Yes, you’re right (like always)… my VM network adapter was on NAT…
Now the DNS name is OK, but I get this now:
java.sql.SQLException: Cannot create PoolableConnectionFactory (FATAL: connection requires a valid client certificate)
at org.apache.commons.dbcp2.BasicDataSource.createPoolableConnectionFactory(BasicDataSource.java:656)
at org.apache.commons.dbcp2.BasicDataSource.createDataSource(BasicDataSource.java:534)
at org.apache.commons.dbcp2.BasicDataSource.getConnection(BasicDataSource.java:734)
at com.inductiveautomation.ignition.gateway.datasource.DatasourceImpl.getConnectionInternal(DatasourceImpl.java:299)
at com.inductiveautomation.ignition.gateway.datasource.DatasourceImpl.runTest(DatasourceImpl.java:252)
at com.inductiveautomation.ignition.gateway.datasource.DatasourceManagerImpl$FaultedDatasourceRetryer.lambda$newRetryRunnable$0(DatasourceManagerImpl.java:1096)
at com.inductiveautomation.ignition.common.execution.impl.BasicExecutionEngine$TrackedTask.run(BasicExecutionEngine.java:582)
at java.base/java.util.concurrent.Executors$RunnableAdapter.call(Unknown Source)
at java.base/java.util.concurrent.FutureTask.runAndReset(Unknown Source)
at java.base/java.util.concurrent.ScheduledThreadPoolExecutor$ScheduledFutureTask.run(Unknown Source)
at java.base/java.util.concurrent.ThreadPoolExecutor.runWorker(Unknown Source)
at java.base/java.util.concurrent.ThreadPoolExecutor$Worker.run(Unknown Source)
at java.base/java.lang.Thread.run(Unknown Source)
Caused by: org.postgresql.util.PSQLException: FATAL: connection requires a valid client certificate
at org.postgresql.core.v3.ConnectionFactoryImpl.doAuthentication(ConnectionFactoryImpl.java:613)
at org.postgresql.core.v3.ConnectionFactoryImpl.tryConnect(ConnectionFactoryImpl.java:161)
at org.postgresql.core.v3.ConnectionFactoryImpl.openConnectionImpl(ConnectionFactoryImpl.java:213)
at org.postgresql.core.ConnectionFactory.openConnection(ConnectionFactory.java:51)
at org.postgresql.jdbc.PgConnection.<init>(PgConnection.java:225)
at org.postgresql.Driver.makeConnection(Driver.java:465)
at org.postgresql.Driver.connect(Driver.java:264)
at org.apache.commons.dbcp2.DriverConnectionFactory.createConnection(DriverConnectionFactory.java:52)
at org.apache.commons.dbcp2.PoolableConnectionFactory.makeObject(PoolableConnectionFactory.java:357)
at org.apache.commons.dbcp2.BasicDataSource.validateConnectionFactory(BasicDataSource.java:103)
at org.apache.commons.dbcp2.BasicDataSource.createPoolableConnectionFactory(BasicDataSource.java:652)
... 12 more
8.1.15 (b2022030114)
Azul Systems, Inc. 11.0.14.1
And in my pg_hba.conf I have this:
# TYPE DATABASE USER ADDRESS METHOD
# IPv4 local connections:
host all all 127.0.0.1/32 md5
# IPv4 remote connections for authenticated users
hostssl all postgres 0.0.0.0/0 md5 clientcert=1
# IPv6 local connections:
host all all ::1/128 md5
# Allow replication connections from localhost, by a user with the
# replication privilege.
host replication all 127.0.0.1/32 md5
host replication all ::1/128 md5
Then I’d have to make a new, unique self-signed cert for each DB. Okay, that’s a good practice, equivalent to pinning website certs.

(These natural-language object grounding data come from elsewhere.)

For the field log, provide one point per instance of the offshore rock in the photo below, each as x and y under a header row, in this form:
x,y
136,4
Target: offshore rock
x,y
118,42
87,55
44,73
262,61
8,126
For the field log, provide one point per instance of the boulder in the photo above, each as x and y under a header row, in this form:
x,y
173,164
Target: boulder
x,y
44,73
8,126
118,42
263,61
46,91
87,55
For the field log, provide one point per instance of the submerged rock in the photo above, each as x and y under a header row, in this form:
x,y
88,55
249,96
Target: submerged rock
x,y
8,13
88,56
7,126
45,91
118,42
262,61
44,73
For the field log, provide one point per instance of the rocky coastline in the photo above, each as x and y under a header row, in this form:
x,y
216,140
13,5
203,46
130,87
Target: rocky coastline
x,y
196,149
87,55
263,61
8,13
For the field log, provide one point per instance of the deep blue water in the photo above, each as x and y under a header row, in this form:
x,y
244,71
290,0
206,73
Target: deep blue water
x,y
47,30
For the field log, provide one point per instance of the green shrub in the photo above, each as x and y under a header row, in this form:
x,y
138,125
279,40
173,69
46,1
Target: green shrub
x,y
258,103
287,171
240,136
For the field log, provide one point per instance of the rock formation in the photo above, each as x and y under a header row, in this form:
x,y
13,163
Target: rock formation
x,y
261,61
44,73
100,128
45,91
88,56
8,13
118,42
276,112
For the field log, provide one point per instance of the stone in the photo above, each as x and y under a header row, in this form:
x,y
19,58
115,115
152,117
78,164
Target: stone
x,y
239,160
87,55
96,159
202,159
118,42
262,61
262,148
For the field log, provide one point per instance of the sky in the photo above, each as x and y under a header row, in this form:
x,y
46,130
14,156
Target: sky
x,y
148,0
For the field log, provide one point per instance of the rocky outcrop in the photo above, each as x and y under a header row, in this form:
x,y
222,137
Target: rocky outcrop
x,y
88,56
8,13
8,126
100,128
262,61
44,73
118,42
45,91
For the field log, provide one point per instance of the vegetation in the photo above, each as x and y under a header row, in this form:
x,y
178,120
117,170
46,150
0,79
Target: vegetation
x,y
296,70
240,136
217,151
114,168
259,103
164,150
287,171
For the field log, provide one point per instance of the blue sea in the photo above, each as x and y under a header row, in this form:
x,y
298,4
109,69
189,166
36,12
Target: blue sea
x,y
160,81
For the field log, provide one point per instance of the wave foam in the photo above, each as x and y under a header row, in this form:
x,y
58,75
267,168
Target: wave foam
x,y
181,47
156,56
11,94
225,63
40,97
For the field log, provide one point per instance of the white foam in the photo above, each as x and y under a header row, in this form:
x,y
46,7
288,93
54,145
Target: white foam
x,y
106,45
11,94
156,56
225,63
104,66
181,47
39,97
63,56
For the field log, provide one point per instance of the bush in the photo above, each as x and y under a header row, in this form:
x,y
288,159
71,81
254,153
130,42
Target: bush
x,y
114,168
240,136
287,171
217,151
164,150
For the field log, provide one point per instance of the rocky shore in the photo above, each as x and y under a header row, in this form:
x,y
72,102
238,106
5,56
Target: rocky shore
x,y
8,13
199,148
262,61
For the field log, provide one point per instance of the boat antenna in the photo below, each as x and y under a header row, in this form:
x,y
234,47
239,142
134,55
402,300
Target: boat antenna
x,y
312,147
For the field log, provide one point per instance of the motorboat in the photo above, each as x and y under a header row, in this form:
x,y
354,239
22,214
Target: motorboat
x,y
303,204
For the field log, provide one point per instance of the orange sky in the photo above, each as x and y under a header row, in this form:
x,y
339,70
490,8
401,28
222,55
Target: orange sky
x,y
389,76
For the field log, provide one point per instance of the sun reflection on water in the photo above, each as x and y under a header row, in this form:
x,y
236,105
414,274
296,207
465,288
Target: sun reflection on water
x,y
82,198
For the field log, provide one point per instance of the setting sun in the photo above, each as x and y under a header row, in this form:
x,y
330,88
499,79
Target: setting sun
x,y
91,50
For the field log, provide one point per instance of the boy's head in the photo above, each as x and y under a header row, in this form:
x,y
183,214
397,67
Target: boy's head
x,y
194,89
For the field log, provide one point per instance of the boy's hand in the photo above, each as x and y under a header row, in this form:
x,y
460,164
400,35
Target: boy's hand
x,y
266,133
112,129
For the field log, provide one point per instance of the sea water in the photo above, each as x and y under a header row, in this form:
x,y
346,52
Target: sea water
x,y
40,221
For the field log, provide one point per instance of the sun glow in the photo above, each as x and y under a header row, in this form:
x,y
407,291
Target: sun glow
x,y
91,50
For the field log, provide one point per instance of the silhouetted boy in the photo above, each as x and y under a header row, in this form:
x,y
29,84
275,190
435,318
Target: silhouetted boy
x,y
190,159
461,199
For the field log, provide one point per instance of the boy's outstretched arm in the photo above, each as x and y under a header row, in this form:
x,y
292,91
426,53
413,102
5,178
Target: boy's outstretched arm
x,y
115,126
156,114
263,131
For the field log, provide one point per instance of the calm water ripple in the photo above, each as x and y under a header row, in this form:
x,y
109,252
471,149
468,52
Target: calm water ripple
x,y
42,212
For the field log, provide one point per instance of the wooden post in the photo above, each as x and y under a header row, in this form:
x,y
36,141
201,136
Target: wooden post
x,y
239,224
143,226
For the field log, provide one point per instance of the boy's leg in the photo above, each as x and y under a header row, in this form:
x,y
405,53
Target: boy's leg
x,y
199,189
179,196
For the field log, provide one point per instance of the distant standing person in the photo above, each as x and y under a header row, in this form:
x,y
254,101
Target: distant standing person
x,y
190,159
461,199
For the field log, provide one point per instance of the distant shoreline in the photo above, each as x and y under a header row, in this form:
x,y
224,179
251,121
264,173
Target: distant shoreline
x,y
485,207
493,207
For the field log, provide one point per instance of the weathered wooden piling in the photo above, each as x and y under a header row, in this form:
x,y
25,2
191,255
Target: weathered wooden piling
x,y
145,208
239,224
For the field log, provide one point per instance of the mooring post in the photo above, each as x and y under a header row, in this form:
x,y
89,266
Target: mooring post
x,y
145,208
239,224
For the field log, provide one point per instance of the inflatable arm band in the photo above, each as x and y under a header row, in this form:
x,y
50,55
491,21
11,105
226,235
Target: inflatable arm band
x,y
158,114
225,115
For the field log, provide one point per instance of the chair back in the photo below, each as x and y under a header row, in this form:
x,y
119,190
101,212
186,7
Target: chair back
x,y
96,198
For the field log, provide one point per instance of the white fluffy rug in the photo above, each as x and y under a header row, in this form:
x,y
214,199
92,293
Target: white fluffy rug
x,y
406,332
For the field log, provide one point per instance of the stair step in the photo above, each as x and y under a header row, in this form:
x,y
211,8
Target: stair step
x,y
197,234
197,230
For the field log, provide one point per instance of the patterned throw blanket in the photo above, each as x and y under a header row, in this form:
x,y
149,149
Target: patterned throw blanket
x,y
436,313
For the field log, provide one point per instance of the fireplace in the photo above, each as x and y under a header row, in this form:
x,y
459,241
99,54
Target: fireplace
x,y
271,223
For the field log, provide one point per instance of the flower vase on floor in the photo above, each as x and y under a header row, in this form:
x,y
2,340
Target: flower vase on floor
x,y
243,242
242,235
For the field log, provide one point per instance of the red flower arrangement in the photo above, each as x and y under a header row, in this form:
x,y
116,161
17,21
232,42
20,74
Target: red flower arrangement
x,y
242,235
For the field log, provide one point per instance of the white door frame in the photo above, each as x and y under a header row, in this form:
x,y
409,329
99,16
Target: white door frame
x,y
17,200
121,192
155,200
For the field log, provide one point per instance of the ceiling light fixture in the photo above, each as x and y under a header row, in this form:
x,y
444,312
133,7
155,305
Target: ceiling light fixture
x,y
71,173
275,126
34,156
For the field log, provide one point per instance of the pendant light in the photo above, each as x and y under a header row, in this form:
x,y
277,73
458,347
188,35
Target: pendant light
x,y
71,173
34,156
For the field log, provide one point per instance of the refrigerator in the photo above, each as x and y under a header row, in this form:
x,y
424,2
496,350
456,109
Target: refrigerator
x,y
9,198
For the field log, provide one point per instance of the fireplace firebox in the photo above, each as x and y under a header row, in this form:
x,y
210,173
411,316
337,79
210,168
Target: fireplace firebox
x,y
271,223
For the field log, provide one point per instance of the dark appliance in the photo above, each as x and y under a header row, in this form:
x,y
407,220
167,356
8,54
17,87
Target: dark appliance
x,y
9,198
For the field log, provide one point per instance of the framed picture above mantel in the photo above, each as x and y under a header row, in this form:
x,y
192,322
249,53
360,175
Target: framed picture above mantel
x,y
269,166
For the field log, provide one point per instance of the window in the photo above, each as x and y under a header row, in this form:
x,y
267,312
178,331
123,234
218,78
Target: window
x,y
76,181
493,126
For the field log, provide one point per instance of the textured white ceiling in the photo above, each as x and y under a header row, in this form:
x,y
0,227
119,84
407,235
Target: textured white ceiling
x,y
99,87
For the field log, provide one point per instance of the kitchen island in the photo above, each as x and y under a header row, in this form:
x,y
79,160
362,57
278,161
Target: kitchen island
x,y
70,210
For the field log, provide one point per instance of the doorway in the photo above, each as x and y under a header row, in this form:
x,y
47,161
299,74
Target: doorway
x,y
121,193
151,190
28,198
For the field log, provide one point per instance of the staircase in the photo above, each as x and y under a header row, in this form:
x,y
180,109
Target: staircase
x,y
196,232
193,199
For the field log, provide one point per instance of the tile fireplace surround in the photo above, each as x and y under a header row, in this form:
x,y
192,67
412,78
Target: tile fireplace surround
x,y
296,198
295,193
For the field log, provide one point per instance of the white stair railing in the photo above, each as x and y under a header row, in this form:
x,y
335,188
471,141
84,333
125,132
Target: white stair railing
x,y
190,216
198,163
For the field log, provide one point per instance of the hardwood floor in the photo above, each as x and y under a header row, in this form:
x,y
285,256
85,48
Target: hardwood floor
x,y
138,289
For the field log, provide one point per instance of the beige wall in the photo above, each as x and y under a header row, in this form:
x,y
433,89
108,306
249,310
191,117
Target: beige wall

Some might call it overkill.
Well, I don’t see why you couldn’t use the same self-signed cert for all the DB instances, but yes it would be good practice.
By turning off certificate validation an attacker or MITM could swap in another DB instance, and you’d happily connect without ever knowing. It’s probably not a vector most people are concerned with but you should at least know what you’re opting out of.